When you think of Rackspace. What do you think of?
Well, Rackspace's been known as one of the top Web hosting companies, although these days they prefer to be thought of as the leading managed private cloud firm and, of course, they're one of the two companies that helped found OpenStack, arguably the most popular open-source cloud program. So, what's a nice San Antonio-based company like this doing joining OpenPOWER Foundation, the POWER CPU architecture group? Well, here's what the company has to say.
In the world of servers, it's getting harder and more costly to deliver the generational performance and efficiency gains that we used to take for granted. There are increasing limitations in both the basic materials we use, and the way we design and integrate our systems.
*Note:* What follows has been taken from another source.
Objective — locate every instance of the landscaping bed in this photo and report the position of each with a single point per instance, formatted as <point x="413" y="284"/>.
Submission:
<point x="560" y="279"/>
In hindsight, one could say that Rackspace started to address these issues by starting at the top of the stack, and moving down; first with OpenStack, then with Open Compute. As we were building OnMetal, our single-tenant, bare-metal Cloud Servers, we began to delve into firmware for Basic Input/Output System (BIOS) and systems management, a still-closed frontier. Moving forward, as we consider the performance levels we want to provide customers with future cloud offerings, we'll need to start moving into chips, memory, and storage.
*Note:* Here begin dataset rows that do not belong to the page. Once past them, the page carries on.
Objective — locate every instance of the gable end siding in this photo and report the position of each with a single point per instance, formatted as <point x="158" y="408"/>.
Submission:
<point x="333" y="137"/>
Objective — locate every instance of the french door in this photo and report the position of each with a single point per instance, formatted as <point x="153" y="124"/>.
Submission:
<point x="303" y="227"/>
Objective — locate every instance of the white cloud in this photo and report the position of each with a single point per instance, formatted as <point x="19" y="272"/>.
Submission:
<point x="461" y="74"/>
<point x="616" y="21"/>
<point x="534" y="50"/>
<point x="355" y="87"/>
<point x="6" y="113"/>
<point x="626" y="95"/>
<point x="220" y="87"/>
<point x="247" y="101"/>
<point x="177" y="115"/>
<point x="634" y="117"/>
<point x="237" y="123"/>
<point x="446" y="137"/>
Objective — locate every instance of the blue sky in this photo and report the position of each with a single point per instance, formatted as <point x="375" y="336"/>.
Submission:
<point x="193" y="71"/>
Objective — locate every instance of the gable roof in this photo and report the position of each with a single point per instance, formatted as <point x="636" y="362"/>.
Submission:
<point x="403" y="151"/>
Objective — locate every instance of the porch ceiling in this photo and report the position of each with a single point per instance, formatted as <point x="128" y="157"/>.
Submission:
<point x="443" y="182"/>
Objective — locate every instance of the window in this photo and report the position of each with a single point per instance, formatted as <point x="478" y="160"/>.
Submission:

And that's what OpenPOWER offers. To quote Rackspace again, "OpenPOWER brings an increasingly open firmware stack, and deeper access to chips, memory, and storage than anywhere else. This is unprecedented, and it invites the open-source community to participate at all layers."
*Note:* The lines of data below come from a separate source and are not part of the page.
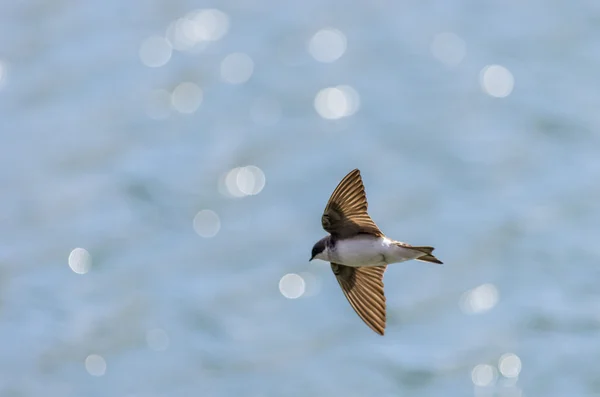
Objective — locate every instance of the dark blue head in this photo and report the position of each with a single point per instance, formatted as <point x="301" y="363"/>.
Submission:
<point x="318" y="248"/>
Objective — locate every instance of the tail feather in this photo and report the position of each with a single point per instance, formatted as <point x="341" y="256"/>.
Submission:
<point x="428" y="257"/>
So, what Rackspace plans to do is to enable:
OpenStack and Open Compute developers to work all the way down the stack. Where Open Compute opened and revolutionized data center hardware and OpenStack opened up cloud software and infrastructure-as-a-service, OpenPOWER is doing the same for the last black boxes in our servers: chips, buses, and firmware.
It's an interesting and brave idea. Rackspace has been facing business troubles. Shifting to the cloud from simple Website hosting is doubtlessly a forward-looking move, but it also puts Rackspace in direct competition with public cloud giants such as Amazon Web Services (AWS) and Google Compute.
Still, Rackspace hasn't been afraid to make big promises -- its 99.99 percent OpenStack uptime, for example -- and it's beaten its most recent quarter's estimate. Still, one analyst thinks Rackspace has shot its wad.
But Rackspace continues to tell its customers that it's focusing on delivering great services at blazing speeds over a worldwide content delivery network (CDN). At the same time, Jeff Cotten, Rackspace international managing director, recently told Computer Business Review, "As we become a services company, which is what we are at heart - it is about widening our portfolio to include other types of workloads, types of cloud infrastructure as well as going much deeper into areas like e-commerce."
In other words, Rackspace is trying to make both major business and technical changes at the same time. That's a tall order for any company. Still, you have to give them points for reaching for the stars. And who would have thought when it started OpenStack with NASA a few years back that OpenStack would become as popular as it has?